So, I’ve been silent for a week, mostly because I have been busy seeing sights and sleeping off cheap alcohol, but also because I’ve found it hard to write about Istanbul. This isn’t because I didn’t like it – I loved it (mostly), but because it was very beautiful and I’m not sure my writing skills when talking about beautiful things will extend to much beyond ‘Ooh, look at this pretty thing! Now look at this pretty thing too!’. I will give it a go anyway, lest people start thinking I’ve died (or something slightly less dramatic like smashing my computer).
We had 2 free days in Istanbul, which is nowhere near enough time and I exhausted myself trying to tick off as many sights as possible (foolish Hannah), so I’d very much like to come back sometime and do it more slowly – and possibly at a less soul-meltingly hot time of year.

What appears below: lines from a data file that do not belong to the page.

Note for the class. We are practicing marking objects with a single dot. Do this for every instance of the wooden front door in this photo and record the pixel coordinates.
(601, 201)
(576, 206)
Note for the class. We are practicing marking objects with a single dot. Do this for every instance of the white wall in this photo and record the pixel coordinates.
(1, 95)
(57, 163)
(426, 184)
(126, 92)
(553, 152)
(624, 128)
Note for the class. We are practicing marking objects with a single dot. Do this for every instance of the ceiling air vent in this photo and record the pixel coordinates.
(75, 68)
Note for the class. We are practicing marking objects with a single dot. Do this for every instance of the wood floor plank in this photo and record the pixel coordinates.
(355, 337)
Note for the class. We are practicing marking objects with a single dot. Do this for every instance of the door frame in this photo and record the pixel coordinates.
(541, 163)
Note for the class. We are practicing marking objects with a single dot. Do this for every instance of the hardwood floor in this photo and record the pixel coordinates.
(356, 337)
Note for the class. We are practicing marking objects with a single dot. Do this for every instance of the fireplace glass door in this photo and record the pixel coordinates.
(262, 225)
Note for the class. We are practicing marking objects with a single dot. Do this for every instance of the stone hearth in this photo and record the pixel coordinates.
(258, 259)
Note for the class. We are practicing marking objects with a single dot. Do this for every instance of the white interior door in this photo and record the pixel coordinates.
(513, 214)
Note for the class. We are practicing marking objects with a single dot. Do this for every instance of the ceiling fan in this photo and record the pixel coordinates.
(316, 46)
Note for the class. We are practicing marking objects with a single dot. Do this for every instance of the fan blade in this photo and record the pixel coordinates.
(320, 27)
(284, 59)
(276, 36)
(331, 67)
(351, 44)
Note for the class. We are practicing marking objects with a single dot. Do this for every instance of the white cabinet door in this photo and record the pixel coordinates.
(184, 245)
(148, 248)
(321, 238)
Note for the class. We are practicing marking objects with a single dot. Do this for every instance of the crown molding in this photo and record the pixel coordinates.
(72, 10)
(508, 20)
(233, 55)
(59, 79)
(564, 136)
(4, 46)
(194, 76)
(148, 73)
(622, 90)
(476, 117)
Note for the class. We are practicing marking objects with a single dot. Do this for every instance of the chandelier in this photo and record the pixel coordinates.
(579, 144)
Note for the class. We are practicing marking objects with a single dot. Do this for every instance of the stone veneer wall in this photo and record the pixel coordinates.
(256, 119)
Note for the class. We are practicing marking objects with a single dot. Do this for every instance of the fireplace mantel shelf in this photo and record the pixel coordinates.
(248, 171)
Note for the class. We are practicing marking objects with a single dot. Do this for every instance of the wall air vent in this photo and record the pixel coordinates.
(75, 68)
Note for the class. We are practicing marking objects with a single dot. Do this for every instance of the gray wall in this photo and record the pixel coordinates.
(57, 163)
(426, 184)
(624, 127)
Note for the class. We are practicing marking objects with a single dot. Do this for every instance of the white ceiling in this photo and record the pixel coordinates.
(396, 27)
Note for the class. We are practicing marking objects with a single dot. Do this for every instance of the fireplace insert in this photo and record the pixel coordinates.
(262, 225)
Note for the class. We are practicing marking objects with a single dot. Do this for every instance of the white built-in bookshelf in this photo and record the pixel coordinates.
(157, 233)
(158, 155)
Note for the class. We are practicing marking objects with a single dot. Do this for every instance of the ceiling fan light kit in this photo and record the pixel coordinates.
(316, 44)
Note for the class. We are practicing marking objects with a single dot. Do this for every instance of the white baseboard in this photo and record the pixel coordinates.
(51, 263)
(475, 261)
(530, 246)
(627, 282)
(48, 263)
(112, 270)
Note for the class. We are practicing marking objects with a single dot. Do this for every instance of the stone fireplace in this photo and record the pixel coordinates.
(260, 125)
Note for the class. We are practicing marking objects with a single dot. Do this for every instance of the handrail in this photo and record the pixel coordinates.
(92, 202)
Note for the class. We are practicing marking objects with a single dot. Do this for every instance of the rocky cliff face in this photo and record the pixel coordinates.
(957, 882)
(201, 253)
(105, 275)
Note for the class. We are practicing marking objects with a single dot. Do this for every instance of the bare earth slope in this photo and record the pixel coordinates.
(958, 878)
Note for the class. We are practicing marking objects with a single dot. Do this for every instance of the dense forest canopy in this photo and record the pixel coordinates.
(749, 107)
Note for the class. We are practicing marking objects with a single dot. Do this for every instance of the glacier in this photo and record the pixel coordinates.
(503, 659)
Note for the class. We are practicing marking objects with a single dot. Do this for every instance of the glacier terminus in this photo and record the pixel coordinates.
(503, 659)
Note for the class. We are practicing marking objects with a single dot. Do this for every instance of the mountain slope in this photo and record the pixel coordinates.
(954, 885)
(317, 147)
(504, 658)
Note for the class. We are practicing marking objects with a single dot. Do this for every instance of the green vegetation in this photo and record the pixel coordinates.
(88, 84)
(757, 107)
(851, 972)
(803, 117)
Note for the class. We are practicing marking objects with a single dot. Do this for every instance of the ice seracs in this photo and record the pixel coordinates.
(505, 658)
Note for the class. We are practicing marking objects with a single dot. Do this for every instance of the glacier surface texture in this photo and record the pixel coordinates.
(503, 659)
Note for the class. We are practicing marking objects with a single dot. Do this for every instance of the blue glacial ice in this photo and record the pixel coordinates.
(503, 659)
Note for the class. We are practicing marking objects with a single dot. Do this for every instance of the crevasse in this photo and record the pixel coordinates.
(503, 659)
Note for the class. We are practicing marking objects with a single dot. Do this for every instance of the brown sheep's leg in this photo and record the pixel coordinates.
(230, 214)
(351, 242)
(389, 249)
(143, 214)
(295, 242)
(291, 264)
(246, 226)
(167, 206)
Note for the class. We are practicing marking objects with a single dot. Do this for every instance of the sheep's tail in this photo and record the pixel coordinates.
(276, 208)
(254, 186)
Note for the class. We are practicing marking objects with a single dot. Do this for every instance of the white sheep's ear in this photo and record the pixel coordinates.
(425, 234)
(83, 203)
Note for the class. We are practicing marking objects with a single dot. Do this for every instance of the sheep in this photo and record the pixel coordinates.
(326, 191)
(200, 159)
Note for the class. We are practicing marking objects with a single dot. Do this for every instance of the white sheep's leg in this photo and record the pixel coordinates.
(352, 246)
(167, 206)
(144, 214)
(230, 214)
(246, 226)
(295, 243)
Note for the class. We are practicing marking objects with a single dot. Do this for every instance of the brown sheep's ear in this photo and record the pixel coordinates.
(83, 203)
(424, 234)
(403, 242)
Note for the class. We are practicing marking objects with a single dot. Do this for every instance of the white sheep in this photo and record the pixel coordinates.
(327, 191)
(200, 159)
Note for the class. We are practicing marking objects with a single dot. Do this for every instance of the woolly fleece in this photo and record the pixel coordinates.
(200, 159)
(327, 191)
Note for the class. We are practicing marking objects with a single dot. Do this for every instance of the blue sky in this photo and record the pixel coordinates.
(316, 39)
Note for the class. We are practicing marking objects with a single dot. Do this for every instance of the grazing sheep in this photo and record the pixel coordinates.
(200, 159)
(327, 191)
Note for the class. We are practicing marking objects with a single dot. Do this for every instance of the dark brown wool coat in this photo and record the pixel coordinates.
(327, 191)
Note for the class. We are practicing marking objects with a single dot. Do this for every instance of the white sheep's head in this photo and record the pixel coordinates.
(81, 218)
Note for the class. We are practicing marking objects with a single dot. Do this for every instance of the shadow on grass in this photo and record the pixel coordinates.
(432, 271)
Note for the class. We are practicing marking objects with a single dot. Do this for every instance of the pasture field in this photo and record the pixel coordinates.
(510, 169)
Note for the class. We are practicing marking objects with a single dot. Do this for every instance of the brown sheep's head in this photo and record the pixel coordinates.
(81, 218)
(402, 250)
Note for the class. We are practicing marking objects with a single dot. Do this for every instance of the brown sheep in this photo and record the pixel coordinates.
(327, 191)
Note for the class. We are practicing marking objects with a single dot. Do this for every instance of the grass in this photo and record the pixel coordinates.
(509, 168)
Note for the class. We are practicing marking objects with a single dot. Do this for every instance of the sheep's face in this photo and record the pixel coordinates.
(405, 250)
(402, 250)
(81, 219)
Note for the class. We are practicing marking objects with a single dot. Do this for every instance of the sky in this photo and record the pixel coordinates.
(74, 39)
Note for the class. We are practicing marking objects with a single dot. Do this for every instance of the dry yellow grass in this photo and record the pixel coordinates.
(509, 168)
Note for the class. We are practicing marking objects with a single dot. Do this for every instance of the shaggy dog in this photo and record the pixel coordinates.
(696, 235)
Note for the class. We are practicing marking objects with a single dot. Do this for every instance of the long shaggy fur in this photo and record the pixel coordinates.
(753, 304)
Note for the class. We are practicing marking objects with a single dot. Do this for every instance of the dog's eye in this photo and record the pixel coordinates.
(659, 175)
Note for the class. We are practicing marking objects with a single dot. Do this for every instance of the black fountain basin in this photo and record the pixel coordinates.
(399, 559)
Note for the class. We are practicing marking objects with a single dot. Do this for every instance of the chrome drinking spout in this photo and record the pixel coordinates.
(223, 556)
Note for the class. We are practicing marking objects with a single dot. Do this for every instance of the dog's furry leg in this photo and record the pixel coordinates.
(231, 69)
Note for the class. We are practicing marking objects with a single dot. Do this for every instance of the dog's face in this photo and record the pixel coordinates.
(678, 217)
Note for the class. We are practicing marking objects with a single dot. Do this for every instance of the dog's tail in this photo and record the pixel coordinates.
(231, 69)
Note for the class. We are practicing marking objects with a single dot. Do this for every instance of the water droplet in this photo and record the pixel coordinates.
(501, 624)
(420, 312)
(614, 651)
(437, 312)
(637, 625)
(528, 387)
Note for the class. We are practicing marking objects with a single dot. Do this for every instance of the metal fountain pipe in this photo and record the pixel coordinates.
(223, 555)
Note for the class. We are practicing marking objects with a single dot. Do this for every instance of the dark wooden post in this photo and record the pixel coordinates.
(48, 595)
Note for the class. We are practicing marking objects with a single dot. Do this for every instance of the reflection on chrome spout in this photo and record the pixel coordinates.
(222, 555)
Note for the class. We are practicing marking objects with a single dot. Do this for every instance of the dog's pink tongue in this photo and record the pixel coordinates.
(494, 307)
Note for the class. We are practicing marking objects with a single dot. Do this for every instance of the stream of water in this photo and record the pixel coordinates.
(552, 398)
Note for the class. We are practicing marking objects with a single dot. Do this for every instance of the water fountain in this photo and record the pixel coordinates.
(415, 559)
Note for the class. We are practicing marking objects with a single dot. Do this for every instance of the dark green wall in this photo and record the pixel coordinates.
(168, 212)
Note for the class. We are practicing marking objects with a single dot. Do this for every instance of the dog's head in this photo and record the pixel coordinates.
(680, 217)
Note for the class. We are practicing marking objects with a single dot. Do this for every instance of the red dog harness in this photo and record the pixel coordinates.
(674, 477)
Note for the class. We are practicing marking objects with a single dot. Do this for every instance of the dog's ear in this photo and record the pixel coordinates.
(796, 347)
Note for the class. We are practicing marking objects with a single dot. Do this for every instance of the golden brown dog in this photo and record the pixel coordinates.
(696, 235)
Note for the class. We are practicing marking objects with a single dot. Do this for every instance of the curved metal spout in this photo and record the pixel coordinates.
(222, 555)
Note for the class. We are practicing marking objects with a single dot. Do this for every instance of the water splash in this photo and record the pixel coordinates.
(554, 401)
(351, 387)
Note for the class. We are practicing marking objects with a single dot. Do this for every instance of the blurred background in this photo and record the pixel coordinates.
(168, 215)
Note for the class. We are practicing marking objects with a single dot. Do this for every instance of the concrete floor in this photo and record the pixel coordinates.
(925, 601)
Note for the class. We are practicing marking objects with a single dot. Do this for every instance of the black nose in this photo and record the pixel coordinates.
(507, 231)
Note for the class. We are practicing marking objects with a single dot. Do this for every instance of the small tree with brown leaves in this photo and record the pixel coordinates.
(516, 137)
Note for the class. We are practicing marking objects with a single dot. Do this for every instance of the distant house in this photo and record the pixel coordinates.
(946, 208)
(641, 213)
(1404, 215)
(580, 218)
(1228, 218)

I also have about 200 pictures of tiles, mosaics and frescoes – I may have gone a tiny bit overboard. Don’t worry, I will not attempt to post them all, I have had my fill of them for a good week at least.
So we started off Istanbul with the Ayasofya (Hagia Sofia, or as I just tried to type Haggis Sofia which would probably not be as picturesque), which was originally built as a Christian church*, then converted to a mosque, and is now a museum. Amazingly, and I do not know why, probably because we did not pay for the audio tour, when it was converted the Muslims didn’t remove any of the Christian artwork so you get both cultures sitting right next to each other on the same wall.
This is not the best picture in the world, but I thought it was interesting – the curved wall was built in the original Christian church, but then the golden niche (called a mihrab) was added to the mosque, so the reason it isn’t central is because it has to face Mecca.
After the Ayasofya we visitied the Basilica Cistern – very dark, very atmospheric, very tricky to someone who has not yet mastered the manual settings on her rubbish camera.
Hmm. Not spectacular. Must work on that.
After the Basilica we wrapped our heads in sarongs for a quick visit to the Blue Mosque, which to be honest is more red than blue inside
Top tip for day one: Street food is fun, but if you buy something sticky on a hot and slightly breezy day, be aware that it will inevitably end up in your hair. This is called macun, and I’m not sure what it is but it kind of tastes like melted gummy bears – probably not for everyone, but then I’m developing a reputation for a sweet tooth on this trip!
On the second day we went to Topkapi Palace which was…pretty. Ooh, look at this pretty thing:
Rounded the day off with whirling dervishes and nargile pipes (I partook briefly,and someone has a photo of me coughing my guts up because I was never in the cool crowd at school so I never smoked a cigarette. Oh there goes all my carefully crafted awesomeness), before spending 6 hours of the next morning/afternoon sweltering at the Iranian embassy – plenty more of that fun to come on this trip!
More of Turkey to come :)
*No, I do not have dates, I’m writing this without wifi and frankly whenever I see dates on any explanatory signs my brain starts making exaggerated snoring noises and steering me towards the pretty pretty walls instead.